Sementara itu, gugatan ini akan menunggu pemeriksaan berkas dengan waktu maksimal tiga hari.
"Lalu setelah itu sudah langsung proses persidangan," ujar Riefqi Zulfikar.
Advertisement
Program Jangka Panjang
Sebelumnya, program pembangunan rumah deret di Kota Bandung, Jawa Barat, untuk sementara waktu dihentikan. Sebab, warga masih diberikan waktu untuk berembuk terkait keinginan mereka atas usul Pemkot Bandung.
Apalagi, Wali Kota Bandung Ridwan Kamil menjelaskan bahwa program rumah deret adalah program jangka panjang.
"Kita ingin memastikan di masa depan jika penduduk kota Bandung yang sekarang berjumlah 2,5 juta ke empat juta tetap nyaman. Maka, program merevitalisasi kampung jadi solusi," ucap Ridwan seusai berdialog dengan warga di Gedung YPAC, Jalan Tamansari, Kota Bandung, Senin, 6 November 2017.
Menurut dia, pembangunan rumah deret sudah sesuai aturan atau dikerjakan di tanah negara. Karena akan dibangun di Tamansari, maka warga yang menghuni di kawasan ini dipindahkan dahulu untuk sementara.

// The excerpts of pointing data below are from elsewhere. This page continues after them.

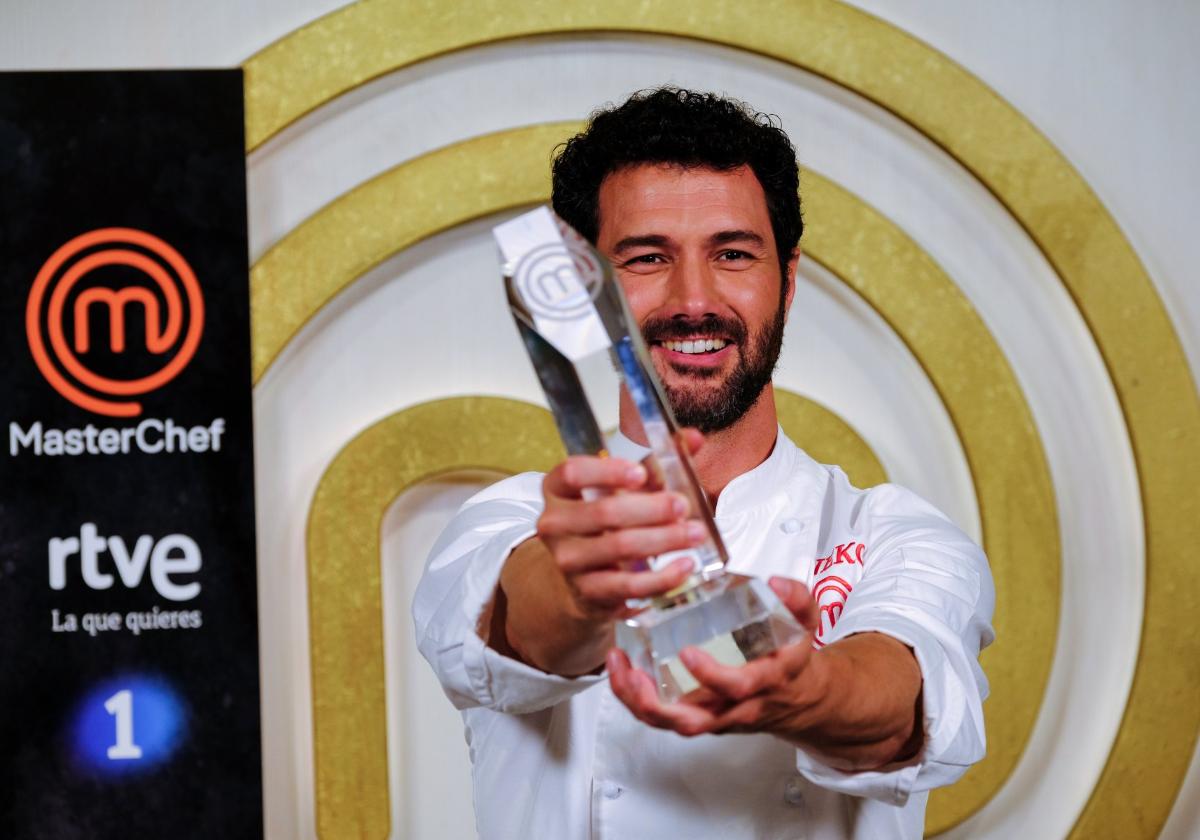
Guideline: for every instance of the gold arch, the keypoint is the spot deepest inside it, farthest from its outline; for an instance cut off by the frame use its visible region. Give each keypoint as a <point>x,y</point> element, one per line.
<point>345,576</point>
<point>1007,154</point>
<point>856,244</point>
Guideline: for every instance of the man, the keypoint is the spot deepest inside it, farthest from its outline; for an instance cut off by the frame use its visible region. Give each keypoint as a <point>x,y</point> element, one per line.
<point>694,199</point>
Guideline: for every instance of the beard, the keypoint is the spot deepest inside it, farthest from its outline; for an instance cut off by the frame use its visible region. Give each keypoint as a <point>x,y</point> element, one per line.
<point>712,407</point>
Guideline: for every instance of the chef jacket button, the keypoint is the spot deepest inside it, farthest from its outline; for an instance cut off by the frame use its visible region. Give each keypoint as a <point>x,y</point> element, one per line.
<point>793,795</point>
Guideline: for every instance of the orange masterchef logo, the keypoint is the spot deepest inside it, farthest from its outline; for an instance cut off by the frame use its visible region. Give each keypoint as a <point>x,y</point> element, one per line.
<point>173,318</point>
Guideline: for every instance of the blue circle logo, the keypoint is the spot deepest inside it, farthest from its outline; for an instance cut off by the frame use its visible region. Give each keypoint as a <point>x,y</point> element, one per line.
<point>129,724</point>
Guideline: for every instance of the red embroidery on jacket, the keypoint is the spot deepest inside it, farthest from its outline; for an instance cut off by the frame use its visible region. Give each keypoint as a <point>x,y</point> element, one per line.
<point>832,591</point>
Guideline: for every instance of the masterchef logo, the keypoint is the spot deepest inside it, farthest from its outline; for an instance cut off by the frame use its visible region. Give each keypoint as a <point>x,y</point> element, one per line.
<point>114,313</point>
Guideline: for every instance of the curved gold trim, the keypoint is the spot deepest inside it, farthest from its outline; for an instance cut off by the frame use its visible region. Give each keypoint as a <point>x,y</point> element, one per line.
<point>1011,157</point>
<point>345,580</point>
<point>345,575</point>
<point>859,246</point>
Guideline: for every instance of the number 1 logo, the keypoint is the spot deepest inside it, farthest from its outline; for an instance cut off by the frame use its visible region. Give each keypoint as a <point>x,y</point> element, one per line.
<point>120,706</point>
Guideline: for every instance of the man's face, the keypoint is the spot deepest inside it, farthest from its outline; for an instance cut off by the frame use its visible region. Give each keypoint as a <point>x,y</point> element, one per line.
<point>696,256</point>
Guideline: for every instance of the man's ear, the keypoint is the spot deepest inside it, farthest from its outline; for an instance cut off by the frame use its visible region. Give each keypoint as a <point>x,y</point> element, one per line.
<point>792,262</point>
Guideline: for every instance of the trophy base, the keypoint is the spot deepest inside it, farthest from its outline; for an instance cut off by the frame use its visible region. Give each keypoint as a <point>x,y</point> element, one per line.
<point>732,617</point>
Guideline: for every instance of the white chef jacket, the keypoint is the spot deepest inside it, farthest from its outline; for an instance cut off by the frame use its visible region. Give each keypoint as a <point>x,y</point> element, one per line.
<point>562,757</point>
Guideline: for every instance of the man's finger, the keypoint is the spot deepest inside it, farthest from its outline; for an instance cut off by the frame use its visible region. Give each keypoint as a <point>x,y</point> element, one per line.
<point>799,601</point>
<point>571,477</point>
<point>639,693</point>
<point>579,555</point>
<point>613,587</point>
<point>623,510</point>
<point>735,682</point>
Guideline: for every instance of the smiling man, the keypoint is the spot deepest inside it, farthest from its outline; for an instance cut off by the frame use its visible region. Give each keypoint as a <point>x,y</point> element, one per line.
<point>693,197</point>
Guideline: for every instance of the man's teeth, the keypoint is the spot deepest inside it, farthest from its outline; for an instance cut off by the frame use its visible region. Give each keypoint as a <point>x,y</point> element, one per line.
<point>697,346</point>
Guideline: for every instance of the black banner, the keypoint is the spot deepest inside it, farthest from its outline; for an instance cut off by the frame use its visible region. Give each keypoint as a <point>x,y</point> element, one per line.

"Kita urus, kasih (uang) kontrakannya, bangunan juga diganti sesuai peraturan," ujarnya.
Pria yang akrab disapa Emil ini mengaku ada berbagai aspirasi warga RW 11 yang menginginkan agar menaikkan nilai ganti rugi.
"Saya perjuangkan, tapi saya bilang ke warga jangan memberikan usulan-usulan yang membuat saya melanggar aturan," kata Emil.

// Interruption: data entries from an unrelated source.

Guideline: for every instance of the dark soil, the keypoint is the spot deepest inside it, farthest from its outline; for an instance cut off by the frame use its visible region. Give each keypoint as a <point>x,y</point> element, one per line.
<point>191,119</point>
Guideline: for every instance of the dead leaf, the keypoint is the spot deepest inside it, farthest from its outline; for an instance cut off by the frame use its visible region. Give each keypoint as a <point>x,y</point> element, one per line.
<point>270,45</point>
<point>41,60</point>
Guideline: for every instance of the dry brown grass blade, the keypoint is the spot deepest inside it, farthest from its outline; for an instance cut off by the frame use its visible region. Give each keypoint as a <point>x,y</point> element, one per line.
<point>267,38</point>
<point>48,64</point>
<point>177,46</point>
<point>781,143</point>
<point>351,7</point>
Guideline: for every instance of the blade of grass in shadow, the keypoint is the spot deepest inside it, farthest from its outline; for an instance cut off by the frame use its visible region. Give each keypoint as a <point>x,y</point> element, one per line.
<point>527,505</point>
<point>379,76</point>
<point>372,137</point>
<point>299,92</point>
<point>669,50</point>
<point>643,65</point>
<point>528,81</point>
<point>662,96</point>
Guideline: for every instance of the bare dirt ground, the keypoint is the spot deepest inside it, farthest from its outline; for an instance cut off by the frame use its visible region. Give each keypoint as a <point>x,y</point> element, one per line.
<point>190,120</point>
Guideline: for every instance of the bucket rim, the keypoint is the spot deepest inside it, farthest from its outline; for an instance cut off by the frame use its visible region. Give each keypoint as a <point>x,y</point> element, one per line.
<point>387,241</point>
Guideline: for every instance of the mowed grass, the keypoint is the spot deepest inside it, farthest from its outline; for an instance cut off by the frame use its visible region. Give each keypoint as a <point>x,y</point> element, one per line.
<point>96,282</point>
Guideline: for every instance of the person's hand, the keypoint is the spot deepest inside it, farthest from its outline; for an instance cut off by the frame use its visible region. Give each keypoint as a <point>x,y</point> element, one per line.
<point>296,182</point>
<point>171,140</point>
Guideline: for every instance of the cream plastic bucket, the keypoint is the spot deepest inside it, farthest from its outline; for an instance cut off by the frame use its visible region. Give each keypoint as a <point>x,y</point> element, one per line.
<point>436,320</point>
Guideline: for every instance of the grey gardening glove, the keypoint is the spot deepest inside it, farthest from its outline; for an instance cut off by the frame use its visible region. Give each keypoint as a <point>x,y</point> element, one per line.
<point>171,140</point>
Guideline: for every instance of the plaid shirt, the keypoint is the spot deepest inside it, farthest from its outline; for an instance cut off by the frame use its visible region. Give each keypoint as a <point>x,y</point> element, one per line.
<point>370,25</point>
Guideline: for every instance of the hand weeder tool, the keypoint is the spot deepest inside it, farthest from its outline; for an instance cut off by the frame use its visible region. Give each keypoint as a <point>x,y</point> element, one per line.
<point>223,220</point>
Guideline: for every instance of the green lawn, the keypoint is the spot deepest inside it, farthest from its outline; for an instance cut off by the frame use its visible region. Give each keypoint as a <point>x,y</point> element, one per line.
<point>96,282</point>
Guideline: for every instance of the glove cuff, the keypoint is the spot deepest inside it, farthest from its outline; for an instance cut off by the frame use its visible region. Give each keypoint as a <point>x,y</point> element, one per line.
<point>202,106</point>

Karena dialog dianggap belum selesai, perwakilan warga diharapkan menyampaikan aspirasi terhadap pembangunan rumah deret. "Saya berhentikan dulu sebentar, tapi jangan terlalu lama. Dalam hitungan hari kalau bisa," ujarnya.
Emil pun menjamin bahwa warga RW 11 yang nantinya kembali menempati rumah deret dapat mengacu pada Surat Keputusan Wali Kota. SK tersebut akan menjadi pegangan warga jika keberatan atas peraturan baru.
"Ada SK Wali Kota. Dicap dan ditandatangani, dipegang, dikopi, siapa pun wali kotanya dokumen itu menjadi acuan," kata dia.